The Inducible RNAi Mechanism
Our inducible RNAi systems use a modified form of the tightly regulated, tetracycline-controlled gene expression system described by Gossen & Bujard (1). The system is designed so that expression of an shRNA is induced when doxycycline (Dox) is added to the culture medium (Figure 1). Induction of the shRNA results in suppression of its cognate target gene through innate cellular RNAi mechanisms. The system relies on two components: the tTS regulatory protein, which is a tetracycline-controlled transcriptional silencer (2, 3); and a Tet-responsive promoter (PTet/U6) that regulates the expression of your shRNA in response to the presence or absence of bound tTS.
Plasmid and Retroviral Systems
With the Knockout Single Vector Inducible RNAi System, once your shRNA sequence is cloned in the pSingle-tTS-shRNA vector, the resulting plasmid contains all the features necessary for inducible gene knockdown (Figure 2).
The Knockout Tet RNAi Systems H and P. These hygromycin (H)- and puromycin (P)-selectable systems feature inducible retroviral shRNA expression vectors. A Tet-responsive cell line is created by transducing, selecting, and screening stable cell clones that express the tTS transcriptional silencer.

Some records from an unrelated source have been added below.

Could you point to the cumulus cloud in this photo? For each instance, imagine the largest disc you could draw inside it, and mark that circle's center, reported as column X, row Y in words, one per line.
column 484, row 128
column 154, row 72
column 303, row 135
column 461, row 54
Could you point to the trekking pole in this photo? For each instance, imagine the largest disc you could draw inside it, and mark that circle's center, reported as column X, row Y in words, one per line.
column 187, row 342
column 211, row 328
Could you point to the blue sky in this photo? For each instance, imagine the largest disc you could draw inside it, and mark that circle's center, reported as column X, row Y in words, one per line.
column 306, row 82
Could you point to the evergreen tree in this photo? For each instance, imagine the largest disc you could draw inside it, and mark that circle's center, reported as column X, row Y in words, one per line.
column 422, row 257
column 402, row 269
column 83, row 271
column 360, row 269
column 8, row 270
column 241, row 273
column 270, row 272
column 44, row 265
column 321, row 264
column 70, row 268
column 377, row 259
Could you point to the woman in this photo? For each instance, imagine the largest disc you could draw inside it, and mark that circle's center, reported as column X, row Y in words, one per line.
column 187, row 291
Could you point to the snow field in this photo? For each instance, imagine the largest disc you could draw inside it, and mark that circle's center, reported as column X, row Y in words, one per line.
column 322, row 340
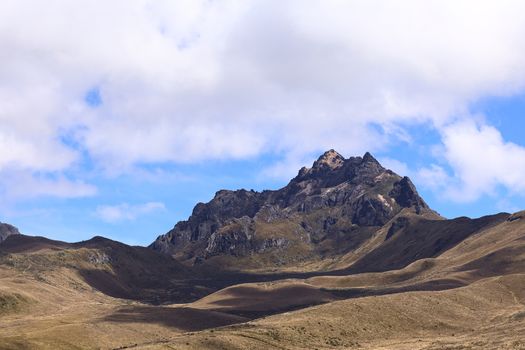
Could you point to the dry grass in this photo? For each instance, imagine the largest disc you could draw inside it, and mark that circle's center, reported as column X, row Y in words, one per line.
column 472, row 296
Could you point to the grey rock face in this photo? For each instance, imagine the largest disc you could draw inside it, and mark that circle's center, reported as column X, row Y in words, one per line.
column 332, row 198
column 7, row 230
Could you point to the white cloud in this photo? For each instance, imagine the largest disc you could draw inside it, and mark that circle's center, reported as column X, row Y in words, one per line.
column 396, row 166
column 480, row 160
column 126, row 212
column 16, row 185
column 185, row 81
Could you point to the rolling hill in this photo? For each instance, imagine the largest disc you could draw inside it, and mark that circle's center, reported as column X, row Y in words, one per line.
column 347, row 255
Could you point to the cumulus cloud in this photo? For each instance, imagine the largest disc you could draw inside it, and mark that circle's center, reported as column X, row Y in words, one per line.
column 480, row 161
column 19, row 185
column 185, row 81
column 126, row 212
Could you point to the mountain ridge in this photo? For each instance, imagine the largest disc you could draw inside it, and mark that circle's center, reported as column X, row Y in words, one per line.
column 337, row 203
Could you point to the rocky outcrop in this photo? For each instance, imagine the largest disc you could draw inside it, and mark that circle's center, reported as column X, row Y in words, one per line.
column 7, row 230
column 328, row 205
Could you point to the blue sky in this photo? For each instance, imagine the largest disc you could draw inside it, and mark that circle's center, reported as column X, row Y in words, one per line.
column 120, row 129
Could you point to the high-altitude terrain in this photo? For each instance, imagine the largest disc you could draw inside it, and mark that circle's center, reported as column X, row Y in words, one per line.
column 347, row 255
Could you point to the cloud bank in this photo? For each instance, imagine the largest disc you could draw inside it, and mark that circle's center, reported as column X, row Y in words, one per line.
column 186, row 81
column 126, row 212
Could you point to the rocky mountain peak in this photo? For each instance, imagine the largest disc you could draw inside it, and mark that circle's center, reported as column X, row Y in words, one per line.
column 332, row 205
column 330, row 159
column 7, row 230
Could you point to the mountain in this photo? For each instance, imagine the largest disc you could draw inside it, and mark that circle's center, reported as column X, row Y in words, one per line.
column 7, row 230
column 327, row 210
column 347, row 255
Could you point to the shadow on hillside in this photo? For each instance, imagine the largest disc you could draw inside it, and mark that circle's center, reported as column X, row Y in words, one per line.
column 182, row 318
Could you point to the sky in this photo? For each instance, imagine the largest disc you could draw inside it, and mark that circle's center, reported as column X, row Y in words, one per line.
column 117, row 117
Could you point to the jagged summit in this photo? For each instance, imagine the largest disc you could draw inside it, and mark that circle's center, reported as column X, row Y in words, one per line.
column 327, row 209
column 7, row 230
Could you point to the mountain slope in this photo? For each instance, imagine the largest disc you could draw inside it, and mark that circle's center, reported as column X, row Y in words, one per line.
column 326, row 211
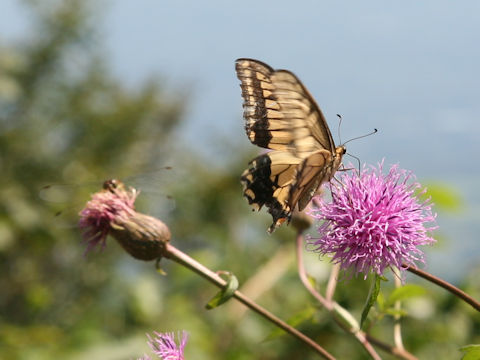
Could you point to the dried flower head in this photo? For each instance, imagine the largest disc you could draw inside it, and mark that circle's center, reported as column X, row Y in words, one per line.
column 111, row 211
column 163, row 345
column 374, row 221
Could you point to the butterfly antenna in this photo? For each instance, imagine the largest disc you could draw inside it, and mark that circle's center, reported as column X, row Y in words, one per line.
column 339, row 125
column 360, row 137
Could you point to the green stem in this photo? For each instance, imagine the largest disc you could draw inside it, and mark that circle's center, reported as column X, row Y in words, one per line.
column 446, row 285
column 179, row 257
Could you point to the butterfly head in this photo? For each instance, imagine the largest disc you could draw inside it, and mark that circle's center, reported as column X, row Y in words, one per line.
column 340, row 151
column 113, row 184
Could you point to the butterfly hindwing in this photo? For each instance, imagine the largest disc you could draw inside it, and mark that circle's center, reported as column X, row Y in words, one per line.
column 281, row 115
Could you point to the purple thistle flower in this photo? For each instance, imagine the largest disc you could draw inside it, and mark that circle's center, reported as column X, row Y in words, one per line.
column 164, row 346
column 374, row 221
column 106, row 208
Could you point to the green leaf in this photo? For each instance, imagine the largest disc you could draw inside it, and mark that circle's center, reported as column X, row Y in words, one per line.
column 381, row 301
column 372, row 297
column 444, row 196
column 472, row 352
column 225, row 294
column 404, row 292
column 294, row 321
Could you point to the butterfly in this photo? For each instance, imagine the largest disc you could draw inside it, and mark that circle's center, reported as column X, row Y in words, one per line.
column 281, row 115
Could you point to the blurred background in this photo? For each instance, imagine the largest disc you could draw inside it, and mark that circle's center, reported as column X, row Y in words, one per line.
column 91, row 90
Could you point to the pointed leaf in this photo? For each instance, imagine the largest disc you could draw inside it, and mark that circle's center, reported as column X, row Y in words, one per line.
column 372, row 297
column 404, row 292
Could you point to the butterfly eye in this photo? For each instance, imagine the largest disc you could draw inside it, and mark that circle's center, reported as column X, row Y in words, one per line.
column 110, row 184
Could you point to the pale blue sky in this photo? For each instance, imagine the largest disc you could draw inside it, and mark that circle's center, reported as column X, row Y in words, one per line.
column 410, row 69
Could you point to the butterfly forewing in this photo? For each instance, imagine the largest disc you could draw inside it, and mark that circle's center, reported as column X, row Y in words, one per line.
column 280, row 114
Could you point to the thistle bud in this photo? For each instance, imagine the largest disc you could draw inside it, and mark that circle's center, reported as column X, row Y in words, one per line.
column 111, row 211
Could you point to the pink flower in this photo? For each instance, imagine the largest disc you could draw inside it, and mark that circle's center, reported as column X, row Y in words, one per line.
column 106, row 207
column 374, row 221
column 111, row 211
column 164, row 346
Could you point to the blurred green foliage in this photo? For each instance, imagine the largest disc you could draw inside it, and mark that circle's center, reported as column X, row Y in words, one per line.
column 64, row 118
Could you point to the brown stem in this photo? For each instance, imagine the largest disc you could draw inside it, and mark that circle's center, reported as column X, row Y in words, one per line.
column 332, row 306
column 176, row 255
column 446, row 285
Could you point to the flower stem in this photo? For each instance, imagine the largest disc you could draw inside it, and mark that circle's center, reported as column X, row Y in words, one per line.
column 179, row 257
column 397, row 327
column 446, row 285
column 341, row 315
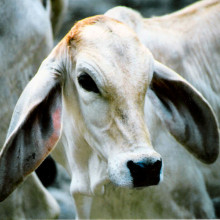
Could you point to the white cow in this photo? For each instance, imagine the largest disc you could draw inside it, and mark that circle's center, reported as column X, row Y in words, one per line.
column 26, row 38
column 118, row 113
column 188, row 42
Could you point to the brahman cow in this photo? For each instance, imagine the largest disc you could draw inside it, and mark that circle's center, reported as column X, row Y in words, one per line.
column 120, row 120
column 188, row 42
column 26, row 33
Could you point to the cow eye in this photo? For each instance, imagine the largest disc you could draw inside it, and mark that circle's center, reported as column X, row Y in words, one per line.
column 87, row 83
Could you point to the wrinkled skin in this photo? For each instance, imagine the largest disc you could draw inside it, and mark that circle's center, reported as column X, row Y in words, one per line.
column 26, row 39
column 114, row 108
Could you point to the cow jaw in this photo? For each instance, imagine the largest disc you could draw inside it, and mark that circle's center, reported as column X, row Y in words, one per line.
column 109, row 83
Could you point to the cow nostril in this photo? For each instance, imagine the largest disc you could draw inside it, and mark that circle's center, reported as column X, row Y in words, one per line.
column 145, row 173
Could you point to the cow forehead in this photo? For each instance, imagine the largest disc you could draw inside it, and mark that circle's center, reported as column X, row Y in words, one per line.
column 115, row 48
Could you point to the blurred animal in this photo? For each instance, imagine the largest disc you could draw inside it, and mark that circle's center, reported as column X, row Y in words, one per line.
column 118, row 117
column 26, row 39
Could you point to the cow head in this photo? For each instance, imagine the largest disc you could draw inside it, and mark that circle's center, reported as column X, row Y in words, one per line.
column 90, row 94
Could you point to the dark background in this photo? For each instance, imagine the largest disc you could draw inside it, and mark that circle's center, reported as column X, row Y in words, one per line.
column 79, row 9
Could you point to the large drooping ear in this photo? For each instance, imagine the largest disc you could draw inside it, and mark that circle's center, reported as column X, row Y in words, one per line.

Next, your tTS cell clone, or a premade tTS Cell Line, is transduced by your shRNA expression retrovirus, then clones are selected and screened for inducible shRNA expression in response to Dox.
Figure 1. The Knockout Inducible RNAi System is tightly regulated by the tTS transcriptional silencer. In the absence of Dox (Panel A), tTS binds tetO sequences in PTight/U6, while the KRAB domain of tTS renders the chromatin unable to support transcription of shRNA from the adjacent U6 promoter. Dox activates the Knockout System (Panel B) by binding to, and causing the dissociation of tTS from PTight/U6. This results in high-level shRNA transcription and rapid target gene knockdown.
Figure 2. Doxycycline-induced knockdown of lamin A/C in HeLa cells. A stable HeLa cell line that expresses an anti-lamin A/C shRNA was produced using the Knockout Single Vector System. Suppression of lamin A/C expression is evident after 6 hr of treatment with Dox, and knockdown was virtually complete after 48 hr. Lane 1: control. Lanes 2-4: 6 hr, 48 hr, and 72 hr, respectively.
References
1.Gossen, M. & Bujard, H. (1992) Proc. Natl. Acad. Sci. USA 89(12):5547-5551.
2.pTet-tTS Vector (April 1999) Clontechniques XIV(2):10-11.
3.Freundlieb, S. et al. (1999) J. Gene Med. 1(1):4-2.